399699 – Minimize number of patch set loading jobs

Bug 399699 - Minimize number of patch set loading jobs

Summary: Minimize number of patch set loading jobs

Status:	RESOLVED FIXED

Alias:	None

Product:	z_Archived
Classification:	Eclipse Foundation
Component:	Mylyn (show other bugs)
Version:	unspecified
Hardware:	All All

Importance:	P3 normal (vote)
Target Milestone:	2.0
Assignee:	Steffen Pingel
QA Contact:

URL:
Whiteboard:
Keywords:

Duplicates (1):	399697 (view as bug list)
Depends on:
Blocks:

Reported:	2013-01-31 19:48 EST by Miles Parker
Modified:	2013-02-04 13:55 EST (History)
CC List:	2 users (show)

See Also:

Attachments
Add an attachment (proposed patch, testcase, etc.)

Note You need to log in before you can comment on or make changes to this bug.

Description Miles Parker

2013-01-31 19:48:25 EST

Currently, the editor requests all of the patch sets for a given editor at once. Each of these are loaded in a separate jobs. If a review has a large number of patch sets, or a number of reviews are opened at the same time (such as when the workbench starts up and there are a number of reviews open), a large number of jobs can be created. This could create performance issues. (Though the bug reporter hasn't seen any.) We should consider batching all of these changes into either one or a limited number of jobs.

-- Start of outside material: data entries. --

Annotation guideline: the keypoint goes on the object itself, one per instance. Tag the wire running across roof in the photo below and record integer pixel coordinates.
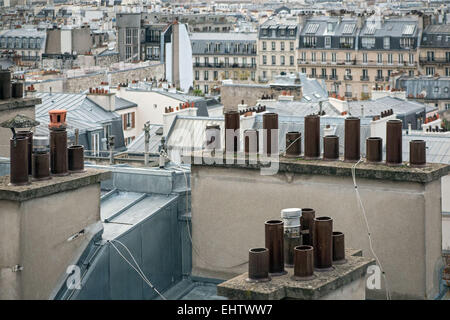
(312, 28)
(408, 29)
(348, 28)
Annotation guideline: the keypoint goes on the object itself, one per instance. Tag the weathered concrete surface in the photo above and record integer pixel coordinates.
(433, 171)
(323, 285)
(231, 202)
(9, 109)
(36, 225)
(44, 188)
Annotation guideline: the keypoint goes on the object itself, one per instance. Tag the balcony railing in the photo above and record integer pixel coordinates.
(434, 61)
(348, 77)
(225, 65)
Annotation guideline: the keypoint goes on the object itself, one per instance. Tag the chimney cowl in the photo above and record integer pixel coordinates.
(57, 119)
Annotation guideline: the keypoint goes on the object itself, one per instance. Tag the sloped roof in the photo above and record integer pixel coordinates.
(82, 113)
(139, 142)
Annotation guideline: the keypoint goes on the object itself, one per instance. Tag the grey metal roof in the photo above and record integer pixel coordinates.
(82, 113)
(189, 132)
(228, 43)
(434, 88)
(124, 104)
(438, 146)
(375, 107)
(297, 108)
(296, 123)
(155, 139)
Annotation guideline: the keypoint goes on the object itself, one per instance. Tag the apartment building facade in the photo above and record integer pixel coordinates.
(354, 55)
(221, 56)
(277, 48)
(435, 51)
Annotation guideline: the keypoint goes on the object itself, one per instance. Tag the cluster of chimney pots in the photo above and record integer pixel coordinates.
(312, 150)
(40, 158)
(301, 241)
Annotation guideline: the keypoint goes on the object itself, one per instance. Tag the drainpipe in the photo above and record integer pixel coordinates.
(147, 142)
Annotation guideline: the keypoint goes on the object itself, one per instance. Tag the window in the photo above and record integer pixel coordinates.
(406, 43)
(303, 56)
(309, 42)
(386, 42)
(430, 71)
(364, 57)
(379, 74)
(379, 58)
(368, 42)
(129, 120)
(348, 57)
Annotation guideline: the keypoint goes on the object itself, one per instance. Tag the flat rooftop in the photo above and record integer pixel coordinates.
(299, 165)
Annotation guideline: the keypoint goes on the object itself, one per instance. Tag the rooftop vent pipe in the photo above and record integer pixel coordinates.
(394, 142)
(292, 235)
(312, 137)
(331, 147)
(17, 89)
(352, 139)
(374, 149)
(213, 137)
(307, 225)
(58, 142)
(303, 263)
(232, 125)
(5, 84)
(258, 265)
(270, 133)
(41, 158)
(28, 135)
(251, 141)
(293, 144)
(417, 153)
(274, 242)
(338, 248)
(323, 243)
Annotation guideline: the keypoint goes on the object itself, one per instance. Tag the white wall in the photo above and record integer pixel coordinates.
(146, 101)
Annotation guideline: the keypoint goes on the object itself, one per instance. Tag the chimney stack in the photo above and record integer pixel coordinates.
(58, 142)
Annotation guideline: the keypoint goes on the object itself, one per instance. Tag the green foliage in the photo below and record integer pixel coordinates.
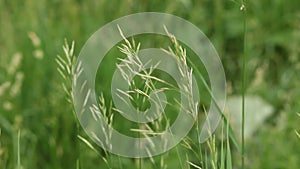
(37, 129)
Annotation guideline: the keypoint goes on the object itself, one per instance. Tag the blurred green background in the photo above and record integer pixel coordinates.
(32, 33)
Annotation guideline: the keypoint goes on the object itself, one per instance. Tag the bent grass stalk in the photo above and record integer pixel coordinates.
(66, 70)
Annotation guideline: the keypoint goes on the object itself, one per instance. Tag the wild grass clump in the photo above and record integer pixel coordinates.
(189, 153)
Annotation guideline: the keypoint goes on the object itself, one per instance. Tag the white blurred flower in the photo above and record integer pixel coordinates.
(38, 54)
(3, 87)
(34, 39)
(7, 105)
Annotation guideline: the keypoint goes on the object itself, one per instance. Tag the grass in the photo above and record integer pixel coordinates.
(243, 8)
(33, 102)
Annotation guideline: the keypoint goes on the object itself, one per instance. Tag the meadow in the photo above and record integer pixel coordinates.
(259, 50)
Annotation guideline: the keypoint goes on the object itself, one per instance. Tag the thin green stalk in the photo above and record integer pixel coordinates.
(244, 81)
(19, 157)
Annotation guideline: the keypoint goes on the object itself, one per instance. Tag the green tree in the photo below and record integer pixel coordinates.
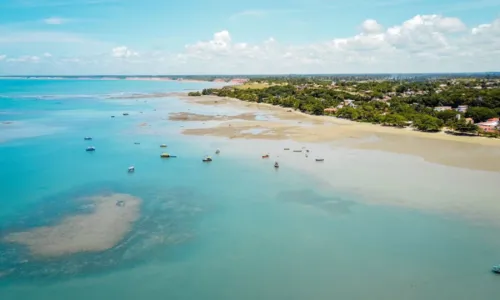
(428, 123)
(480, 114)
(464, 126)
(394, 120)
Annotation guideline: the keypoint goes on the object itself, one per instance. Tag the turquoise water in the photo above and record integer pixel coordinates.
(232, 229)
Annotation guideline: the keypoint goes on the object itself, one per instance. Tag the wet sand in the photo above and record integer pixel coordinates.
(100, 230)
(466, 152)
(185, 116)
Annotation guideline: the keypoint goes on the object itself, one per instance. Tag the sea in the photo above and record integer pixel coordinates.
(234, 228)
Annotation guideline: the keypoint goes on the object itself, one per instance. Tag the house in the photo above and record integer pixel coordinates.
(349, 102)
(491, 125)
(442, 108)
(462, 108)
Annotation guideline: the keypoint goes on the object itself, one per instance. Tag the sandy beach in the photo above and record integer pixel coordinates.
(475, 153)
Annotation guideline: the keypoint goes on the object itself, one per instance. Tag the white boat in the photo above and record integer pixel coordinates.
(496, 269)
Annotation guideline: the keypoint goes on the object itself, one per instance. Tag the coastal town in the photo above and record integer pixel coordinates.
(460, 106)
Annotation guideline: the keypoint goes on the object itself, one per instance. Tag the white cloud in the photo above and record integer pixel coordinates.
(371, 26)
(123, 52)
(54, 21)
(25, 58)
(424, 43)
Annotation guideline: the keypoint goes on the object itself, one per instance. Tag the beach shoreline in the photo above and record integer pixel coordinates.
(475, 153)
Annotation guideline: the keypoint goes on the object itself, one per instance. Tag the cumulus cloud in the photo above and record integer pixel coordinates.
(54, 21)
(123, 52)
(371, 26)
(424, 43)
(25, 58)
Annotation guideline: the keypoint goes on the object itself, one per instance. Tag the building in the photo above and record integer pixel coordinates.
(349, 102)
(442, 108)
(462, 108)
(491, 125)
(330, 110)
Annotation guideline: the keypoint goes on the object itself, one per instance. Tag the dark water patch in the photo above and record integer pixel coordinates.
(167, 220)
(333, 205)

Note that there is an advantage to having multiple calls against the Gerrit API, as the performance of these jobs is likely highly bound to the response time of the Gerrit server; under the assumption that there was no incremental cost to "spamming" the gerrit server, the best performance would be achieved by making all of the API calls at once. So we should trade off the gains from multiple calls against the potential memory and performance costs of multiple jobs. A pooling approach would allow us to support an arbitrary number of jobs and select an optimized value perhaps surfacing a preference for maximum number of jobs to the user.

Comment 1 Miles Parker

2013-01-31 20:08:38 EST

See https://bugs.eclipse.org/bugs/show_bug.cgi?id=334967#c26 and replies for more context.

Comment 2 Sam Davis

2013-02-01 13:59:21 EST

(In reply to comment #0)> 
> Note that there is an advantage to having multiple calls against the Gerrit API,
> as the performance of these jobs is likely highly bound to the response time of
> the Gerrit server; under the assumption that there was no incremental cost to
> "spamming" the gerrit server, the best performance would be achieved by making
> all of the API calls at once.

I think it depends on your definition of best. If you mean minimizing the time to get all patch sets, then maybe, but I think a better definition would be minimizing the time to get the most recent patch set. Does Gerrit allow you to take advantage of the similarity between patch sets by only fetching the deltas between them?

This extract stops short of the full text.